How Toyota Became the World’s Best Manufacturer: After World War II. While Ford and GM used mass
production and economies of scale, Toyota faced very different business conditions. Toyota’s market was very
small but it had to produce a variety of vehicles on the same assembly line to satisfy customers. The solution:
making the operations flexible. This resulted in the birth of TPS.

TPS borrowed some of its ideas from the United States. The core idea of the Just in Time (JIT) system came
from the concept of the “pull-system”, which was inspired by the American supermarkets. In the pull system,
individual items are replenished as each item begins to run low on the shelf. Applied to Toyota, it means that the
first step in the process is not completed until the second step uses the materials or supplies from Step 1. At
Toyota, every step of the manufacturing process uses Kanban to signal to the previous step when its part
needs to be replenished. The Company was also inspired by W. Edwards Deming, who, aside from broadly
defining customers to include internal and external clients, also encouraged Toyota to adopt a systematic
approach to problem solving, which became a cornerstone for continuous improvement (known as Kaizen).

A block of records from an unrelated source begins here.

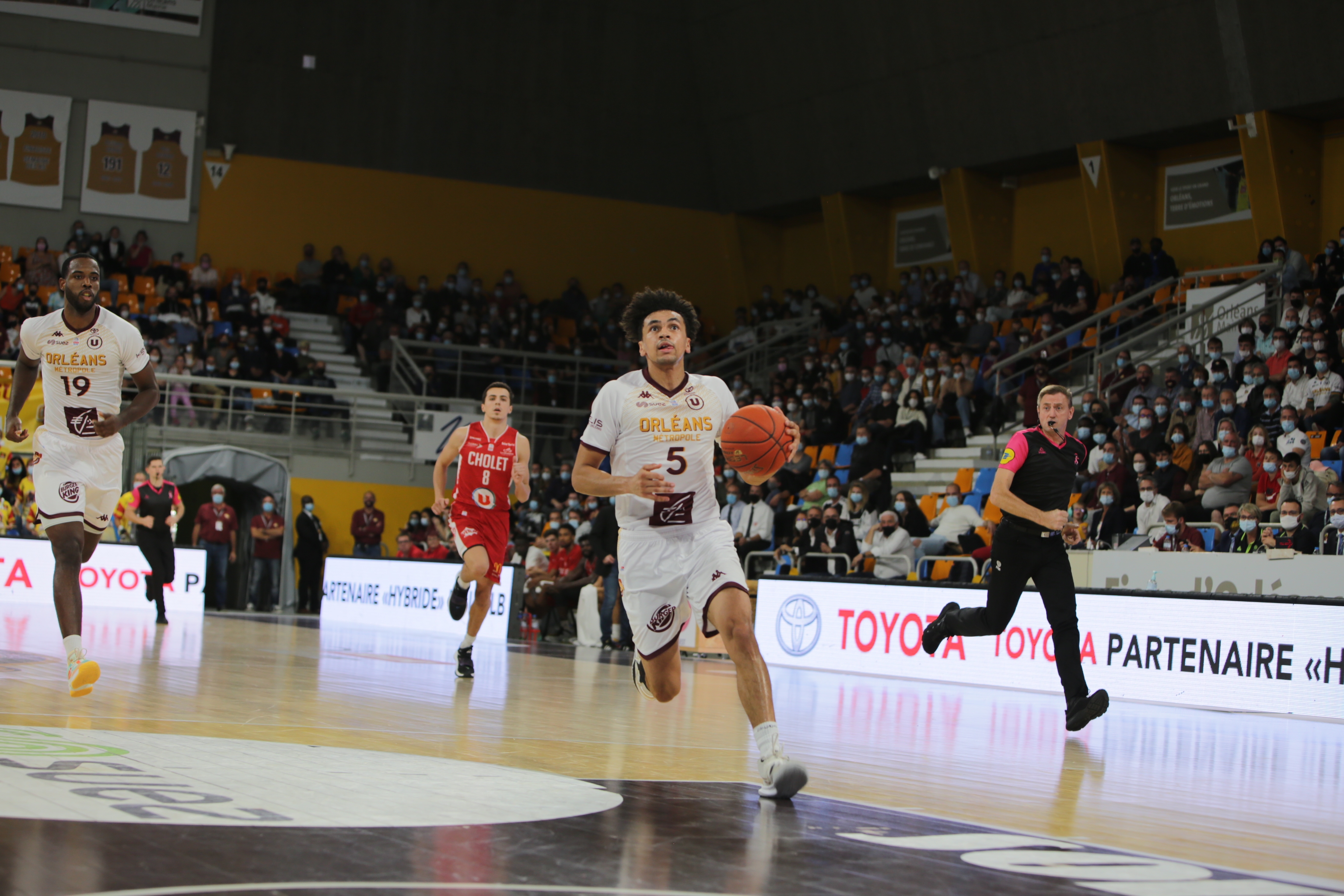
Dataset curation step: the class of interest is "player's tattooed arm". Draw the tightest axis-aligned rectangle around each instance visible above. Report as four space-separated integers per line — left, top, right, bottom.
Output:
93 363 158 438
514 433 532 503
4 348 39 442
430 426 468 516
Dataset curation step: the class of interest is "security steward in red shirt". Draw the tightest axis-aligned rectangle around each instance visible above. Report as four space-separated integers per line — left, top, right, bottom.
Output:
923 385 1110 731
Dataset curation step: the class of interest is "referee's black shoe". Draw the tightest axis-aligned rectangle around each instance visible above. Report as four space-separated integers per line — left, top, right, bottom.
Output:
923 601 961 657
1064 690 1110 731
448 579 472 619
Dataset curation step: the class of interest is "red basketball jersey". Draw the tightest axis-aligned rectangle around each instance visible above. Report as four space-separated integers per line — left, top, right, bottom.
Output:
453 423 517 512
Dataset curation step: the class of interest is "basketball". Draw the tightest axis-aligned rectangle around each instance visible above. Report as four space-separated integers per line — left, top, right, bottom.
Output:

Eliminating Waste: The purpose of TPS is to minimise time spent on non-value adding activities by positioning
the materials and tools as close as possible to the point of assembly. The major types of non-value adding waste
in business or production process are overproduction, waiting or time on hand, unnecessary transport or
conveyance, over processing or incorrect processing, excess inventory, unnecessary movement, defects and
unused employee creativity.

14 Toyota Way Principles


1. Base your management decisions on a long-term philosophy, even at the expense of
short-term financial goals.
2. Create continuous process flow to bring problems to the surface.
3. Use “pull” systems to avoid overproduction.
4. Level out the workload (heijunka). (Work like the tortoise, not like the hare)
5. Build a culture of stopping to fix problems, to get the quality right the first time.
6. Standardised tasks are the foundation for continuous improvement and employee
empowerment.
7. Use visual control so no problems are hidden.
8. Use only a reliable, thoroughly tested technology that serves your people and
processes.
9. Grow leaders who thoroughly understand the work, live the philosophy, and teach it to
others.
10. Develop exceptional people and teams who follow your company’s philosophy.
11. Respect your extended network of partners and suppliers by challenging them and
helping them improve.
12. Go and see for yourself to thoroughly understand the situation (genchi genbutsu).
13. Make decisions slowly by consensus, thoroughly considering all options; implement
decisions rapidly.
14. Become a learning organisation through relentless reflection (hansei) and continuous
improvement (kaizen)

One of the keys to success of Toyota is that it lives by the philosophy of self-reliance and a “let us do it
ourselves” attitude. This can be best illustrated when it ventured into the luxury car industry. It did not buy a
company that already made luxury cars. Rather, it created its own luxury division - the Lexus - from scratch, in
order to learn and understand the essence of a luxury car.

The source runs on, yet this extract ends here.